6. Syslog Message Format

The syslog message has the following ABNF [RFC5234] definition:

SYSLOG-MSG      = HEADER SP STRUCTURED-DATA [SP MSG]

HEADER          = PRI VERSION SP TIMESTAMP SP HOSTNAME
                  SP APP-NAME SP PROCID SP MSGID
PRI             = "`&lt;" PRIVAL ">`"
PRIVAL          = 1*3DIGIT ; range 0 .. 191
VERSION         = NONZERO-DIGIT 0*2DIGIT
HOSTNAME        = NILVALUE / 1*255PRINTUSASCII
APP-NAME        = NILVALUE / 1*48PRINTUSASCII
PROCID          = NILVALUE / 1*128PRINTUSASCII
MSGID           = NILVALUE / 1*32PRINTUSASCII

TIMESTAMP       = NILVALUE / FULL-DATE "T" FULL-TIME
FULL-DATE       = DATE-FULLYEAR "-" DATE-MONTH "-" DATE-MDAY
DATE-FULLYEAR   = 4DIGIT
DATE-MONTH      = 2DIGIT  ; 01-12
DATE-MDAY       = 2DIGIT  ; 01-28, 01-29, 01-30, 01-31 based on
                          ; month/year
FULL-TIME       = PARTIAL-TIME TIME-OFFSET
PARTIAL-TIME    = TIME-HOUR ":" TIME-MINUTE ":" TIME-SECOND
                  [TIME-SECFRAC]
TIME-HOUR       = 2DIGIT  ; 00-23
TIME-MINUTE     = 2DIGIT  ; 00-59
TIME-SECOND     = 2DIGIT  ; 00-59
TIME-SECFRAC    = "." 1*6DIGIT
TIME-OFFSET     = "Z" / TIME-NUMOFFSET
TIME-NUMOFFSET  = ("+" / "-") TIME-HOUR ":" TIME-MINUTE

STRUCTURED-DATA = NILVALUE / 1*SD-ELEMENT
SD-ELEMENT      = "[" SD-ID *(SP SD-PARAM) "]"
SD-PARAM        = PARAM-NAME "=" %d34 PARAM-VALUE %d34
SD-ID           = SD-NAME
PARAM-NAME      = SD-NAME
PARAM-VALUE     = UTF-8-STRING ; characters '"', '\' and
                               ; ']' MUST be escaped.
SD-NAME         = 1*32PRINTUSASCII
                  ; except '=', SP, ']', %d34 (")

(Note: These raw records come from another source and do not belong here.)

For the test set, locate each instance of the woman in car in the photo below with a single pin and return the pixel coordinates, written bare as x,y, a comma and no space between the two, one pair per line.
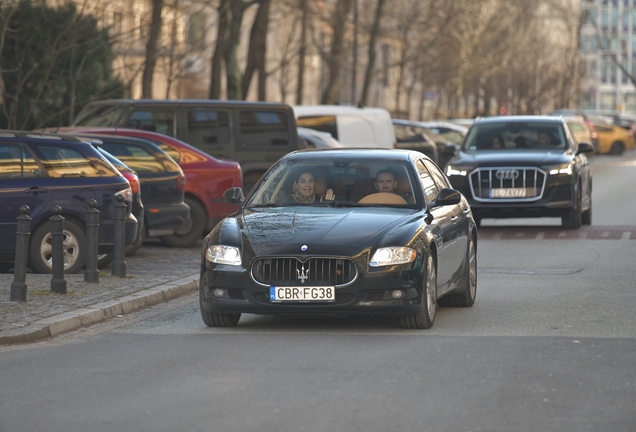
304,190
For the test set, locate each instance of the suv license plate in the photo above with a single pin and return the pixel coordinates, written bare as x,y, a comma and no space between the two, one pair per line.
508,193
302,294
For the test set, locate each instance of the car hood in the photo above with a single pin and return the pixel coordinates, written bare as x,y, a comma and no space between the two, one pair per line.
513,157
330,231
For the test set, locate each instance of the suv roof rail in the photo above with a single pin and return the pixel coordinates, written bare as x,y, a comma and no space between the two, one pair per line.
32,134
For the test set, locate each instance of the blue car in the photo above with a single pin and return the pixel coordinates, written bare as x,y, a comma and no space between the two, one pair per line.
43,170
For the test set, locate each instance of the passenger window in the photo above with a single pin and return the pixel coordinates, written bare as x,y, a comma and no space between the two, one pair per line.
320,123
62,162
208,129
263,129
14,166
161,121
427,182
136,157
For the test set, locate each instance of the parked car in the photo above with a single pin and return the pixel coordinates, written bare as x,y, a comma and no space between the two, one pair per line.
351,126
613,139
583,130
536,169
362,252
256,134
206,179
412,136
317,139
451,132
137,206
44,170
162,182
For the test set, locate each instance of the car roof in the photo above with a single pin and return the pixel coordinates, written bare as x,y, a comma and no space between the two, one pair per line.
202,102
521,118
360,153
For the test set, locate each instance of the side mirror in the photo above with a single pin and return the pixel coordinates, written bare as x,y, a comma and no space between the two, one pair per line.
233,195
585,148
447,197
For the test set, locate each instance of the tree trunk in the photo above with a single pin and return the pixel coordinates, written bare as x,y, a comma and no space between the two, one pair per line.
301,53
257,50
217,58
368,75
152,49
335,57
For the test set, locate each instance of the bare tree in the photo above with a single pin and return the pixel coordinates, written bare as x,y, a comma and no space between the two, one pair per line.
152,49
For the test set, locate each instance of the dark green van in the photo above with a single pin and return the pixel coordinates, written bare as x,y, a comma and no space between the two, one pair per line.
256,134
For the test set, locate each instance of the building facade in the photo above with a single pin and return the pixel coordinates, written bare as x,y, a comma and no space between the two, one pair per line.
608,55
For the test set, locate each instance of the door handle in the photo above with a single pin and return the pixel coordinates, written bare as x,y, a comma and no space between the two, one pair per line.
36,189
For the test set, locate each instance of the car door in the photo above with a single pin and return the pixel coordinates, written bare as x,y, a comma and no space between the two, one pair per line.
23,181
443,227
459,215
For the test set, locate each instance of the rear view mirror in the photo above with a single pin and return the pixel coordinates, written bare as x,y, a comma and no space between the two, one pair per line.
233,195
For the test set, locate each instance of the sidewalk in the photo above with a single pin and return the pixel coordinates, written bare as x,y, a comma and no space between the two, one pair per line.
155,274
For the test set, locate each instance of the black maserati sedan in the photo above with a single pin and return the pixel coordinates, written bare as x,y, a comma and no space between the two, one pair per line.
524,166
342,232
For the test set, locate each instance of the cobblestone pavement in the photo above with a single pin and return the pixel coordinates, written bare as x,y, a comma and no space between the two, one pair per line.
155,273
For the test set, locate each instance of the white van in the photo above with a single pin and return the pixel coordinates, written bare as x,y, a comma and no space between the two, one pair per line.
351,126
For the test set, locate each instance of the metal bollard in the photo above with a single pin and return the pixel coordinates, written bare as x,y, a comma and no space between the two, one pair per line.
91,274
119,265
58,283
19,286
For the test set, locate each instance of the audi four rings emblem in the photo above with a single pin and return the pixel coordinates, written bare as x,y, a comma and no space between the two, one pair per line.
507,174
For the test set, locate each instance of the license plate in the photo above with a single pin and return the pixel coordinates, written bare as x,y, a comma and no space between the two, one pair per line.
508,193
302,294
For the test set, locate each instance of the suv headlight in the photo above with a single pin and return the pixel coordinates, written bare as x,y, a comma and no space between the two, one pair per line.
223,255
563,169
392,256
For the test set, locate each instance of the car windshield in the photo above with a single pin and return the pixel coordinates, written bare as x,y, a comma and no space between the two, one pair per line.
100,115
295,181
513,136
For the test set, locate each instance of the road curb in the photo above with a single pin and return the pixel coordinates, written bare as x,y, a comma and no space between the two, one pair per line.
69,321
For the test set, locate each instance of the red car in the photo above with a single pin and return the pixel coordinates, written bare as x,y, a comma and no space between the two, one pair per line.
206,180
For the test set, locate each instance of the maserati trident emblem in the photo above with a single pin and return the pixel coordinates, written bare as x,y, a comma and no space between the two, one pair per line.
507,174
302,274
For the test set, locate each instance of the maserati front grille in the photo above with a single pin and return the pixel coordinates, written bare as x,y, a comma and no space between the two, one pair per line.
311,272
495,184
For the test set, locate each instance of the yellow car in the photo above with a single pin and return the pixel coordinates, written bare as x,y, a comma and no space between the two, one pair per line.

MSG             = MSG-ANY / MSG-UTF8
MSG-ANY         = *OCTET ; not starting with BOM
MSG-UTF8        = BOM UTF-8-STRING
BOM             = %xEF.BB.BF

UTF-8-STRING    = *OCTET ; UTF-8 string as specified
                         ; in RFC 3629

OCTET           = %d00-255
SP              = %d32
PRINTUSASCII    = %d33-126
NONZERO-DIGIT   = %d49-57
DIGIT           = %d48 / NONZERO-DIGIT
NILVALUE        = "-"

6.1. Message Length

Syslog message size limits are dictated by the syslog transport mapping in use. There is no upper limit per se. Each transport mapping defines the minimum maximum required message length support, and the minimum maximum MUST be at least 480 octets in length.

Any transport receiver MUST be able to accept messages of up to and including 480 octets in length. All transport receiver implementations SHOULD be able to accept messages of up to and including 2048 octets in length. Transport receivers MAY receive messages larger than 2048 octets in length. If a transport receiver receives a message with a length larger than it supports, the transport receiver SHOULD truncate the payload. Alternatively, it MAY discard the message.

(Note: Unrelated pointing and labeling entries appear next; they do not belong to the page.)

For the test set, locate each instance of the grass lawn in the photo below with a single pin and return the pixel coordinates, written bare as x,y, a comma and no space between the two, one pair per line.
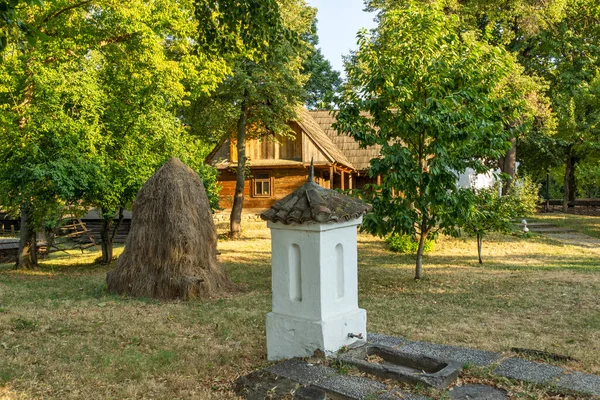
589,225
63,336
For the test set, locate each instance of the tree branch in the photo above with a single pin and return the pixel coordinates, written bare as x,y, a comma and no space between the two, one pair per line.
64,10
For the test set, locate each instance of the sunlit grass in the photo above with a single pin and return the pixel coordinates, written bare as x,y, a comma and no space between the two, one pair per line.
63,336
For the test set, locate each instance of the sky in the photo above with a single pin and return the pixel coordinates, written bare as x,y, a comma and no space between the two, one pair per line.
339,21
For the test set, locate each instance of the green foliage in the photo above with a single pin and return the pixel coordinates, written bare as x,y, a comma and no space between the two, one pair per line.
523,197
90,112
12,25
407,244
588,179
436,100
324,82
491,212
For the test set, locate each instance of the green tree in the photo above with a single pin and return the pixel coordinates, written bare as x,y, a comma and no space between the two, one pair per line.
324,82
11,25
556,40
492,212
89,112
436,99
266,84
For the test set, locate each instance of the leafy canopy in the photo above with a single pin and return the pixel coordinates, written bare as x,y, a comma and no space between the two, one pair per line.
436,100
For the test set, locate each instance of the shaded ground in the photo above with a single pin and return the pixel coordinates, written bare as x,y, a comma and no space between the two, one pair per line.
63,336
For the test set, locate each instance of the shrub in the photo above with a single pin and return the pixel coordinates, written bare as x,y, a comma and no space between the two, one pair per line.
407,244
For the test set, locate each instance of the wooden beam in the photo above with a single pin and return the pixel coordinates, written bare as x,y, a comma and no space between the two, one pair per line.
331,175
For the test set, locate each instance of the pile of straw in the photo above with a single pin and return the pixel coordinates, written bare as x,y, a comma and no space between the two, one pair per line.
171,250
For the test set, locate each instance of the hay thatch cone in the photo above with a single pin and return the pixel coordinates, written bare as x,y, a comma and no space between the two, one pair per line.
171,249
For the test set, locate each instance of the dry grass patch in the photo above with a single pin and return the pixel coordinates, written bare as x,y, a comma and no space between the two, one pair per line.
62,335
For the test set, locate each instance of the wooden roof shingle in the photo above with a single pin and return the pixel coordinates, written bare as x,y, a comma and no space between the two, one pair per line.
311,203
358,157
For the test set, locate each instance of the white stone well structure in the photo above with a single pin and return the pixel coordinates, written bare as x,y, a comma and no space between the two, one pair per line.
314,272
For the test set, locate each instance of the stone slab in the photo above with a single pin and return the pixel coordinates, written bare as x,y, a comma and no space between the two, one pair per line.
452,353
579,382
385,340
301,372
477,392
528,371
310,393
396,394
352,387
260,385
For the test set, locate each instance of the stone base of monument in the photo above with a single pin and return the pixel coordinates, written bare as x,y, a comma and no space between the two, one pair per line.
299,337
387,362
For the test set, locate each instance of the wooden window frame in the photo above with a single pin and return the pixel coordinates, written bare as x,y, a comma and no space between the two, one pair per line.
269,180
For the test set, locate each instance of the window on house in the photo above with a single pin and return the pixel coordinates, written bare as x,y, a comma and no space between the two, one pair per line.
262,184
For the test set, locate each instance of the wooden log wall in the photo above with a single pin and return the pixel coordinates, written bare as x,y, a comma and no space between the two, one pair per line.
283,182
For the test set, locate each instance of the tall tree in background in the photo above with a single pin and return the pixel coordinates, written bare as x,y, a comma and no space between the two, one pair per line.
555,40
263,40
324,82
112,76
567,56
436,99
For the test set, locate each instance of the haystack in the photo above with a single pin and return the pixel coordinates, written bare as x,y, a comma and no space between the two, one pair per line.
171,249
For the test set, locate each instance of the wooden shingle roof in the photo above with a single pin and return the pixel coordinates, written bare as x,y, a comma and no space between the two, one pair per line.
358,157
323,141
311,203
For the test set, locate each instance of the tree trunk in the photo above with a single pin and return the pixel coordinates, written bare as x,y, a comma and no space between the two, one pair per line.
27,257
420,251
571,180
106,239
235,219
479,246
508,164
566,182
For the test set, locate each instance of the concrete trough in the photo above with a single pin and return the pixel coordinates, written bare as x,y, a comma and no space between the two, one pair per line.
389,363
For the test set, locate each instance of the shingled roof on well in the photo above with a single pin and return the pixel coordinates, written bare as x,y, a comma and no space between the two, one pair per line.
311,203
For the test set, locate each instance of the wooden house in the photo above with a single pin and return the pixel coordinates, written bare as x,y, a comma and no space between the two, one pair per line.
278,166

If a transport receiver truncates messages, the truncation MUST occur at the end of the message. After truncation, the message MAY contain invalid UTF-8 encoding or invalid STRUCTURED-DATA. The transport receiver MAY discard the message or MAY try to process as much as possible in this case.

6.2. HEADER

The character set used in the HEADER MUST be seven-bit ASCII in an eight-bit field as described in [RFC5234]. These are the ASCII codes as defined in "USA Standard Code for Information Interchange" [ANSI.X3-4.1968].

The header format is designed to provide some interoperability with older BSD-based syslog. For details on this, see Appendix A.1.

6.2.1. PRI

The PRI part MUST have three, four, or five characters and will be bound with angle brackets as the first and last characters. The PRI part starts with a leading "<" ('less-than' character, %d60), followed by a number, which is followed by a ">" ('greater-than' character, %d62). The number contained within these angle brackets is known as the Priority value (PRIVAL) and represents both the Facility and Severity. The Priority value consists of one, two, or three decimal integers (ABNF DIGITS) using values of %d48 (for "0") through %d57 (for "9").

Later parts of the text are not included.